Agreed. Everyone is talking about probability, when it feels like they mean betting odds. If there are some situations which "count" twice or some which exist, but don't "count", then you're asking about decision theory, not probability. The distinction isn't in what happened or how likely something is, but in what the payout/cost of a correct/incorrect prediction is.

comment by Chris_Leong · 2018-06-26T23:28:45.020Z · score: 6 (1 votes) · LW · GW

Imagine that you are considering whether or not to make a bet on a horse, but there is a bug in the system where any bet you place on one particular horse is submitted twice. This will affect how you bet on the horse, but it won't change the probability. The halver argument is that Sleeping Beauty should be treated similarly.

comment by Radford Neal (radford-neal) · 2018-06-27T00:22:29.560Z · score: 11 (3 votes) · LW · GW

But nothing in the specification of the Sleeping Beauty problem justifies treating it that way. Beauty is a ordinary human being who happens to have forgotten some things. If Beauty makes two betting decisions at different times, they are separate decisions, which are not necessarily the same - though it's likely they will be the same if Beauty has no rational basis for making different decisions at those two times. There is a standard way of using probabilities to make decisions, which produces the decisions that everyone seems to agree are correct only if Beauty assigns probability 1/3 to the coin landing Heads.

You could say that you're not going to use standard decision theory, and therefore are going to assign a different probability to Heads, but that's just playing with words - like saying the sky is green, not blue, because you personally have a different scheme of colour names from everyone else.

comment by Chris_Leong · 2018-06-27T00:48:37.674Z · score: 8 (2 votes) · LW · GW

"But nothing in the specification of the Sleeping Beauty problem justifies treating it that way" - apart from the fact that you're being asked twice.

"There is a standard way of using probabilities to make decisions, which produces the decisions that everyone seems to agree are correct only if Beauty assigns probability 1/3 to the coin landing Heads" - 1/2 gives the correct decisions as well, you just need a trivial modification to your decision theory.

comment by Radford Neal (radford-neal) · 2018-06-27T01:03:47.594Z · score: 10 (2 votes) · LW · GW

So in every situation in which someone asks you the same question twice, standard probability and decision theory doesn't apply? Seems rather sweeping to me. Or it's only a problem if you don't happen to remember that they asked that question before? Still seems like it would rule out numerous real-life situations where in fact nobody thinks there is any problem whatever in using standard probability and decision theory.

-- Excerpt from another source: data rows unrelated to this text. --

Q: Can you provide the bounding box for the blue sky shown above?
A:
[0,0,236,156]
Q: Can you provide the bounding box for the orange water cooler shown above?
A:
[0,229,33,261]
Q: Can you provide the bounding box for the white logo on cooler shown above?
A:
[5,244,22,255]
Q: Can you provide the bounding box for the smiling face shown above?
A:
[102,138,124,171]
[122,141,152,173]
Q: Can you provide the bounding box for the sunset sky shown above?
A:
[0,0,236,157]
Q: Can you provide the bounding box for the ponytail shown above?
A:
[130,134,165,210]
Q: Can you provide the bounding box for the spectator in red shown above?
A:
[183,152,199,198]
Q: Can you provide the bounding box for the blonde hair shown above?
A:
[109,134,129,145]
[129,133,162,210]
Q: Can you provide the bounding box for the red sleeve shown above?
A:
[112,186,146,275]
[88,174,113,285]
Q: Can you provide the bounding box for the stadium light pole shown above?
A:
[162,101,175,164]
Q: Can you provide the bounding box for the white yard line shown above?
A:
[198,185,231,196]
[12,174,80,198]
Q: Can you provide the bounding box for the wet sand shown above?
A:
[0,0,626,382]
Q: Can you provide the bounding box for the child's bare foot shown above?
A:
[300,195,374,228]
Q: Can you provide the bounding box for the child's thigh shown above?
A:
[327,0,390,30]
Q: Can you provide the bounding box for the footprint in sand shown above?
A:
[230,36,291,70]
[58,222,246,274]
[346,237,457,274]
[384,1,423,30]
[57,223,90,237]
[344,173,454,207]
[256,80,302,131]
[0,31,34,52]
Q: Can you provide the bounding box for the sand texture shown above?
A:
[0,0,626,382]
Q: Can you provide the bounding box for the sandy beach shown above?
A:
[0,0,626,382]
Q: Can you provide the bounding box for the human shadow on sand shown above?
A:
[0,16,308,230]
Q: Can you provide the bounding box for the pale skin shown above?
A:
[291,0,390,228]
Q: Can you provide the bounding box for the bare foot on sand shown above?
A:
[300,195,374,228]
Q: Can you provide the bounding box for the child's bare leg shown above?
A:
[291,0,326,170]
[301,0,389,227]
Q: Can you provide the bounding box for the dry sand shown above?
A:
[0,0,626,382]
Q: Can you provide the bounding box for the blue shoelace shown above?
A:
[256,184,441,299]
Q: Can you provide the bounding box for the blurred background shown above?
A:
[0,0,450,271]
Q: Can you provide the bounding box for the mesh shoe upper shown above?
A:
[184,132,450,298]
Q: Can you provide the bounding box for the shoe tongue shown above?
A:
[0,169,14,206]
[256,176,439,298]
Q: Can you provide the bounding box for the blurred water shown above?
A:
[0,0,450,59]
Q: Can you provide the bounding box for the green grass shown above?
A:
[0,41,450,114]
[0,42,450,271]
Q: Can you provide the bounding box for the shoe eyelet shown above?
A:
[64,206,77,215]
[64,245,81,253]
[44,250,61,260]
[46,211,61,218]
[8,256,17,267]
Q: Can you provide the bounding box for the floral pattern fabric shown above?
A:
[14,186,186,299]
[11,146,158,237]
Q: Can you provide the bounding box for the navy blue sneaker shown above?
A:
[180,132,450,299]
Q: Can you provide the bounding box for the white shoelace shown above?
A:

There is one standard form of probabability theory and one standard form of decision theory. If you need a "trivial modification" of your decision theory to justify assigning a probability of 1/2 rather than 1/3 to some event, then you are not using standard probability and decision theory. I need only a "trivial modification" of the standard mapping from colour names to wavelengths to justify saying the sky is green.

comment by Chris_Leong · 2018-06-27T02:12:23.895Z · score: 6 (1 votes) · LW · GW

Ok, I could have been clearer, simply being asked it twice isn't enough, it's that we need to be also scoring it twice. Further, if we are always asked the same question N times in each possible state and they are all included in the "score", it'll all just cancel out.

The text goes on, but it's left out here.